An xor with constant should have equivalent perf as sub-from-constant on any target (or better perf in the case that the sub constant is harder to materialize and use).

This is translated from an existing fold in InstCombine, but the pattern can show up in codegen as shown in a variety of test diffs.

Alive2 proof:
https://alive2.llvm.org/ce/z/8CgggY

This might help remove some diffs from D127115. We don't see test diffs on basic x86 examples because this fold already exists somewhere later in that target's codegen, but that may be too late to combine with other transforms.

Diff Detail

Event Timeline

spatel created this revision.Jun 17 2022, 11:38 AM
Herald added a project: Restricted Project. · View Herald TranscriptJun 17 2022, 11:38 AM
spatel requested review of this revision.Jun 17 2022, 11:38 AM
Herald added a project: Restricted Project. · View Herald TranscriptJun 17 2022, 11:38 AM
RKSimon accepted this revision.Jun 18 2022, 3:52 AM

LGTM - I'd be interested to know if this will allow us to remove the x86 specific fold?

This revision is now accepted and ready to land.Jun 18 2022, 3:52 AM

It doesn't looks like it is helping D127115, but it looks useful on its own.

It doesn't looks like it is helping D127115, but it looks useful on its own.

Yes, I stepped through one of those tests, and we'd have to do something else...I'm not sure what that is yet.

I also tracked down where this happens in x86 codegen:
https://github.com/llvm/llvm-project/blob/cd64a427efa0baaf1bb7ae624d4301908afc07f7/llvm/lib/Target/X86/X86InstrCompiler.td#L1535

So this fold and the InstCombine that I copied from are actually over-constrained. We don't need a low-bit-mask constant:
https://alive2.llvm.org/ce/z/OUm6N_

I'll add a TODO comment for now. I can add more tests and generalize the transforms as a follow-up.

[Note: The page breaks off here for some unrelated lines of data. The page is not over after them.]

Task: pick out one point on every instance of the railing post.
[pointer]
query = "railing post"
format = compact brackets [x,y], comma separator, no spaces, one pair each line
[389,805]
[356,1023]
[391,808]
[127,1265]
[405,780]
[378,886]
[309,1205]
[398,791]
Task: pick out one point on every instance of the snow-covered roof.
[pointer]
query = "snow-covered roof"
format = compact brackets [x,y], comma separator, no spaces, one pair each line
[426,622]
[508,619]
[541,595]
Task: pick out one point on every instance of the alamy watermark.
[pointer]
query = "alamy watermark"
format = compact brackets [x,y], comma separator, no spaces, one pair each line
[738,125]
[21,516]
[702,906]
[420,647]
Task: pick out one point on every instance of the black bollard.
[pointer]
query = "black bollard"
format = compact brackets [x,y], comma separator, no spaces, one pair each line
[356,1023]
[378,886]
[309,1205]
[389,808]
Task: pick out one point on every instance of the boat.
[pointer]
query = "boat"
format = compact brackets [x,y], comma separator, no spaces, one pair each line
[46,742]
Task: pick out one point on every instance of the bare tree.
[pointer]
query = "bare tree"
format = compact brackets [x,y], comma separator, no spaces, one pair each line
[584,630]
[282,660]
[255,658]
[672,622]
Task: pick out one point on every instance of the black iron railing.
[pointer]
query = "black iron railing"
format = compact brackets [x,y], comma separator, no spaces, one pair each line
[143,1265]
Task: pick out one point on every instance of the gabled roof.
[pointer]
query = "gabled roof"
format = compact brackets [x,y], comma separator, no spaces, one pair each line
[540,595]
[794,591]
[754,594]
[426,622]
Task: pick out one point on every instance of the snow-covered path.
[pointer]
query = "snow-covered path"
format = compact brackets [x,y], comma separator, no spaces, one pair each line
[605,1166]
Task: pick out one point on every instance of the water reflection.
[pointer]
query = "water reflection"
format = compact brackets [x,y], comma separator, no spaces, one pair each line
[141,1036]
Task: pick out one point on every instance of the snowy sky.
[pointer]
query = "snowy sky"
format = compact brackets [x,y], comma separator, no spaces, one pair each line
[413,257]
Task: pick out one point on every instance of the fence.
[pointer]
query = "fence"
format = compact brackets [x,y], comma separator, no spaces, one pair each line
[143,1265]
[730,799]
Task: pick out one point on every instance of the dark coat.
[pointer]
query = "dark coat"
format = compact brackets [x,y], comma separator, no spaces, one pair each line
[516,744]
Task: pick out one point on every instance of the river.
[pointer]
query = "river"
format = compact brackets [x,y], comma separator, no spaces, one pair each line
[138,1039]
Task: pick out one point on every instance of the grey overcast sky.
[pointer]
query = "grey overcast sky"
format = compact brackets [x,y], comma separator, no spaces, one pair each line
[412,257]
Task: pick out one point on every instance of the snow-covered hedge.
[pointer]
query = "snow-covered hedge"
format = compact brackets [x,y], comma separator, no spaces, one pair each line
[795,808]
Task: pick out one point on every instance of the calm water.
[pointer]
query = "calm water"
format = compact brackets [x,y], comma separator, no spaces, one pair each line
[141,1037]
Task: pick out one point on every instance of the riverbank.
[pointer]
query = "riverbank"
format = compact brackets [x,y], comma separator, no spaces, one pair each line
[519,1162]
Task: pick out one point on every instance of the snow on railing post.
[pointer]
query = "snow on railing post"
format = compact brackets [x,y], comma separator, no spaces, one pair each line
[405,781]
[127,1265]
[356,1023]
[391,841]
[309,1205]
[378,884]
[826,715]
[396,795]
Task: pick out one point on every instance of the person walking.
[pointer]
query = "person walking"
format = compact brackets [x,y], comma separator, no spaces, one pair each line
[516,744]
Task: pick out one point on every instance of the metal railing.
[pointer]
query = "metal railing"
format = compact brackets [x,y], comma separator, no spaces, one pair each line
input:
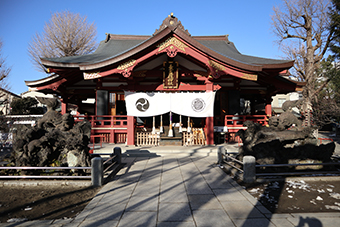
[97,171]
[249,166]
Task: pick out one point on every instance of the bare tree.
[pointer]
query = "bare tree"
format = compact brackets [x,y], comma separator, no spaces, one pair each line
[4,73]
[66,34]
[305,24]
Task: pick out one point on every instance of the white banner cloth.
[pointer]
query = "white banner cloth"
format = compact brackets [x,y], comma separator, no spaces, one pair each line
[140,104]
[191,104]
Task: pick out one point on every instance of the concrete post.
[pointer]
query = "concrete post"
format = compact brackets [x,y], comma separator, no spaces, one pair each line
[249,169]
[117,151]
[221,152]
[97,171]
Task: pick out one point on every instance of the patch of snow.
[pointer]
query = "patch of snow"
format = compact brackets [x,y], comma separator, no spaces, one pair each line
[332,207]
[300,185]
[334,195]
[319,198]
[16,220]
[254,190]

spatel added subscribers: craig.topper, arsenm.

I also tracked down where this happens in x86 codegen:
https://github.com/llvm/llvm-project/blob/cd64a427efa0baaf1bb7ae624d4301908afc07f7/llvm/lib/Target/X86/X86InstrCompiler.td#L1535

So this fold and the InstCombine that I copied from are actually over-constrained. We don't need a low-bit-mask constant:
https://alive2.llvm.org/ce/z/OUm6N_

And digging further, that change was added with D48557, but that was a target-limited form of the original patch D48529...and that was the better version of this patch! :)

I applied that patch today, and the PowerPC regression is no longer present, but there's a different test with an extra load immediate. That seems like a minor regression that could be fixed easily.

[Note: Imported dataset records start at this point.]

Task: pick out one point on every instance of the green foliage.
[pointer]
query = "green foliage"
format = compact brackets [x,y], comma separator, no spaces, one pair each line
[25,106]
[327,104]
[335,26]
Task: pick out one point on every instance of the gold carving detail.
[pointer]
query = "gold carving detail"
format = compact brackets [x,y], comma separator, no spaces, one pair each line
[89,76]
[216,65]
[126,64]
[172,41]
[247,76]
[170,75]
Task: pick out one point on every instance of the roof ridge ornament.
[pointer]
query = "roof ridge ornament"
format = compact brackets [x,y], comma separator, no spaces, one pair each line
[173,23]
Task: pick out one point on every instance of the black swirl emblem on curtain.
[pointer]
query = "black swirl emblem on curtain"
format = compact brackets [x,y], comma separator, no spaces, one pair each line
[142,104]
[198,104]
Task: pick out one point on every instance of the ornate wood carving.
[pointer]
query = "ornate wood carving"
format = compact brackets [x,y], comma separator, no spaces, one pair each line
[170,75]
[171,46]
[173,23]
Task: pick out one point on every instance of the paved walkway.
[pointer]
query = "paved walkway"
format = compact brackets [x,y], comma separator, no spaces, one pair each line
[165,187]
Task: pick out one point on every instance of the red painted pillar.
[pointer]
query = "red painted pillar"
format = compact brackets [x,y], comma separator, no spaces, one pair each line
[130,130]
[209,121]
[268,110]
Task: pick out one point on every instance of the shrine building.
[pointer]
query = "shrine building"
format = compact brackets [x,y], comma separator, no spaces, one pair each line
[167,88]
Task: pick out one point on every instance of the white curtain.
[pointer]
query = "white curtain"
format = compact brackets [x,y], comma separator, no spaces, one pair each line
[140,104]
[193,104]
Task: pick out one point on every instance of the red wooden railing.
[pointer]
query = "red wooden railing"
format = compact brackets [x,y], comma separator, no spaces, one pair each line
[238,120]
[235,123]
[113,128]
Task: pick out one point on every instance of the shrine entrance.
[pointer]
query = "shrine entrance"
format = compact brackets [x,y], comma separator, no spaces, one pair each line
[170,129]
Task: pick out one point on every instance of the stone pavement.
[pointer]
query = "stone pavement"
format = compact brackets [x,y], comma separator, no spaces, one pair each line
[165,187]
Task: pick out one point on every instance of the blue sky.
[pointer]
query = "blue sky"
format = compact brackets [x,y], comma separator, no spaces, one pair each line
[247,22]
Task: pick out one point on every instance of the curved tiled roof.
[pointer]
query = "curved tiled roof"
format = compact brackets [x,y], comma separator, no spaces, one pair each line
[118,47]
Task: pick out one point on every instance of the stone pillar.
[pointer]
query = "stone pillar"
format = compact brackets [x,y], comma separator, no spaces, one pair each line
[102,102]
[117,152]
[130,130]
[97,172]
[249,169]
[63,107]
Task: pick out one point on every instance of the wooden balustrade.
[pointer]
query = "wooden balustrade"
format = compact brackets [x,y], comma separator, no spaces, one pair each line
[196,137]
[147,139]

The AMDGPU diff seen here was considered a regression then, so I'm assuming that's still true now.

There are now RISCV tests with diffs that look like real improvements in test/CodeGen/RISCV/atomic-signext.ll and /test/CodeGen/RISCV/atomic-rmw.ll:

-; RV32IA-NEXT:    li a5, 24
-; RV32IA-NEXT:    sub a3, a5, a3
+; RV32IA-NEXT:    xori a3, a3, 24

@arsenm @craig.topper - given that we have almost this transform in IR as a canonicalization, do we still want to make this target-specific for DAGCombiner?

llvm/test/CodeGen/AMDGPU/ds-sub-offset.ll
112

This diff was called a code-size regression in D48529.

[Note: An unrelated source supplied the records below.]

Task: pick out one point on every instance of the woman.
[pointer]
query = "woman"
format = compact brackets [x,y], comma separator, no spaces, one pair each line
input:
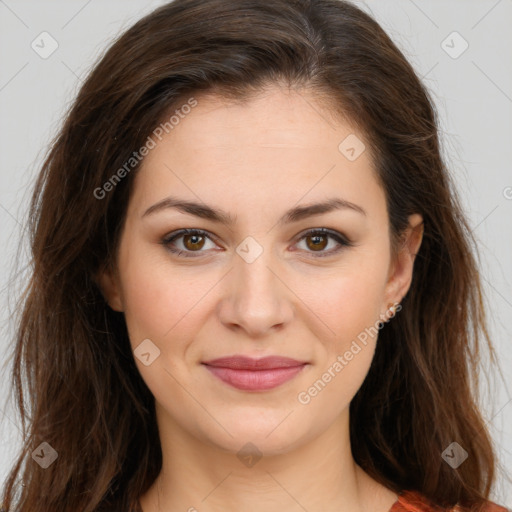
[253,286]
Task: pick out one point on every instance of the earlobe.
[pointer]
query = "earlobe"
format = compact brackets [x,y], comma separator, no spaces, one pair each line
[108,283]
[400,277]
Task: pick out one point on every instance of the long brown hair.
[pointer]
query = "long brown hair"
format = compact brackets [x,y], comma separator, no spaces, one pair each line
[73,364]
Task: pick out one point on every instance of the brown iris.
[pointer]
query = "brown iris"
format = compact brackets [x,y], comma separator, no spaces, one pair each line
[319,241]
[193,242]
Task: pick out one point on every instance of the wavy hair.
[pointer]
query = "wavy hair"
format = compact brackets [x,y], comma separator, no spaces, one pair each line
[76,384]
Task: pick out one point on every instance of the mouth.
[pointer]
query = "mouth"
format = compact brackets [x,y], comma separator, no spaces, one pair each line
[251,374]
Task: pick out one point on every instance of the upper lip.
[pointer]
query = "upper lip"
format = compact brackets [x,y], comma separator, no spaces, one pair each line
[249,363]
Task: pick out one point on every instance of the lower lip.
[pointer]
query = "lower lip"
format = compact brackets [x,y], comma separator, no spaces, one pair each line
[255,380]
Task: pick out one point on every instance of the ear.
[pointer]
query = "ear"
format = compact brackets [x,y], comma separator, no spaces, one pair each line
[108,282]
[400,273]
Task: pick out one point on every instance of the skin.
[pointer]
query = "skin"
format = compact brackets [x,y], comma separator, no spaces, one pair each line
[255,161]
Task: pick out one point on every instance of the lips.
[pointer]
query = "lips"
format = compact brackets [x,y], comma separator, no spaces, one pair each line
[250,374]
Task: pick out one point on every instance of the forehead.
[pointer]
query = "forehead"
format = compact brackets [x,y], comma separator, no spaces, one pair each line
[281,145]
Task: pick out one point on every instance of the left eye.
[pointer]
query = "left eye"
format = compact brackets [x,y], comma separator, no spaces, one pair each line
[194,240]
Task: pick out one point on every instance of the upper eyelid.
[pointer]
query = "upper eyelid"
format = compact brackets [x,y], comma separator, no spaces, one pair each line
[325,231]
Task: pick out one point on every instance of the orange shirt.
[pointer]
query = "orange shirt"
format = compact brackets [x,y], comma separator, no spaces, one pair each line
[412,501]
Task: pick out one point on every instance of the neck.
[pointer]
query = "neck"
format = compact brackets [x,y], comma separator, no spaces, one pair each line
[317,475]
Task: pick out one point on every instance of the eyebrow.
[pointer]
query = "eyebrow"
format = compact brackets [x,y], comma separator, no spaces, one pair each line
[217,215]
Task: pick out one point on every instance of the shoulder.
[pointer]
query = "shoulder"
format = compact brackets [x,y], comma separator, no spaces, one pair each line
[413,501]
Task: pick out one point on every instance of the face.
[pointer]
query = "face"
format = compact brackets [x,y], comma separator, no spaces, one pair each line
[261,273]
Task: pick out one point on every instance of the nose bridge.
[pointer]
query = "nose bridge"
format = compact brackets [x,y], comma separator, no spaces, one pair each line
[256,299]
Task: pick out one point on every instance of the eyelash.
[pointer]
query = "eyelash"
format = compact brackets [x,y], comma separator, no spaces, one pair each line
[342,241]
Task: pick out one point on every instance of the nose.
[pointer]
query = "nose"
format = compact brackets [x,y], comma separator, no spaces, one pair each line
[256,298]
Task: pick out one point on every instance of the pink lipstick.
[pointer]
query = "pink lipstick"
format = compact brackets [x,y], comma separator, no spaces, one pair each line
[251,374]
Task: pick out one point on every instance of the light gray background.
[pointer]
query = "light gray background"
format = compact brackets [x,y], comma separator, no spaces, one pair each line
[473,94]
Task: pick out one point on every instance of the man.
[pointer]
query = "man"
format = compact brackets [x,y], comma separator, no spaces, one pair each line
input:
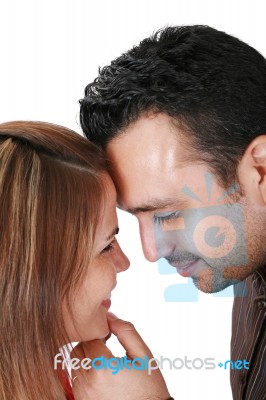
[182,119]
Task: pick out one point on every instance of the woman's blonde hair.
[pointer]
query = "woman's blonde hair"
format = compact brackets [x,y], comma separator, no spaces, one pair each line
[51,191]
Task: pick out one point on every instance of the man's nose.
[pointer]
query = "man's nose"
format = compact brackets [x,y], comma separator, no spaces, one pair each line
[121,261]
[154,242]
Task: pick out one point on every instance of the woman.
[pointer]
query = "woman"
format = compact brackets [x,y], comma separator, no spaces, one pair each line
[59,260]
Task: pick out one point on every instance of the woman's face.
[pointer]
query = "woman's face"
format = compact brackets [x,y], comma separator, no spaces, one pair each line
[91,301]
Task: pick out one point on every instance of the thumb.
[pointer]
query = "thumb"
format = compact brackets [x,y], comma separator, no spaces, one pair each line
[128,337]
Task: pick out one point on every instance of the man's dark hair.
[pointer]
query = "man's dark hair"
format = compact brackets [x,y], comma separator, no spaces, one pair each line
[210,82]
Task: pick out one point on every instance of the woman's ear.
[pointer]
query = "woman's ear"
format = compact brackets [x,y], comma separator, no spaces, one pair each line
[252,171]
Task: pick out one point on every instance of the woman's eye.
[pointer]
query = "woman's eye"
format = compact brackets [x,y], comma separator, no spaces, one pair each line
[167,217]
[109,247]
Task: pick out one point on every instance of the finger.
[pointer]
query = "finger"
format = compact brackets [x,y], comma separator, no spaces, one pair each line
[128,337]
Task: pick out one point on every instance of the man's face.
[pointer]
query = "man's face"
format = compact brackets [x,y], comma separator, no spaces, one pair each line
[184,215]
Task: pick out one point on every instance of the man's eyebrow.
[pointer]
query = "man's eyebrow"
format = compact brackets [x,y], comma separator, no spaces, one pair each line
[113,233]
[153,205]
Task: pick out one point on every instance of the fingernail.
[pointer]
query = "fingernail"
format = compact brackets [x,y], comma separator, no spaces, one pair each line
[111,316]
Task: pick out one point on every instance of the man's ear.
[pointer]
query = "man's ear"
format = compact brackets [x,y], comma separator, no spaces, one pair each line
[252,171]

RKSimon added a subscriber: foad.Jun 18 2022, 7:14 AM
RKSimon added inline comments.
llvm/test/CodeGen/AMDGPU/ds-sub-offset.ll
112

@foad Is this still an issue? Not sure if its relevant, but does the loss of the offset:65535 compensate?

I put up D128123 as the potential better/final patch, so we can see the current test diffs.

foad added inline comments.Jun 20 2022, 1:22 AM
llvm/test/CodeGen/AMDGPU/ds-sub-offset.ll
112

It's still a code size regression and the loss of the offset:65535 does not compensate. Also AMDGPU has a decent set of subrev instructions so I don't think this transform is of any use.

spatel abandoned this revision.Jun 20 2022, 3:27 AM

Abandoning - looks like this will need a target hook of some kind along with the more general transform in D128123.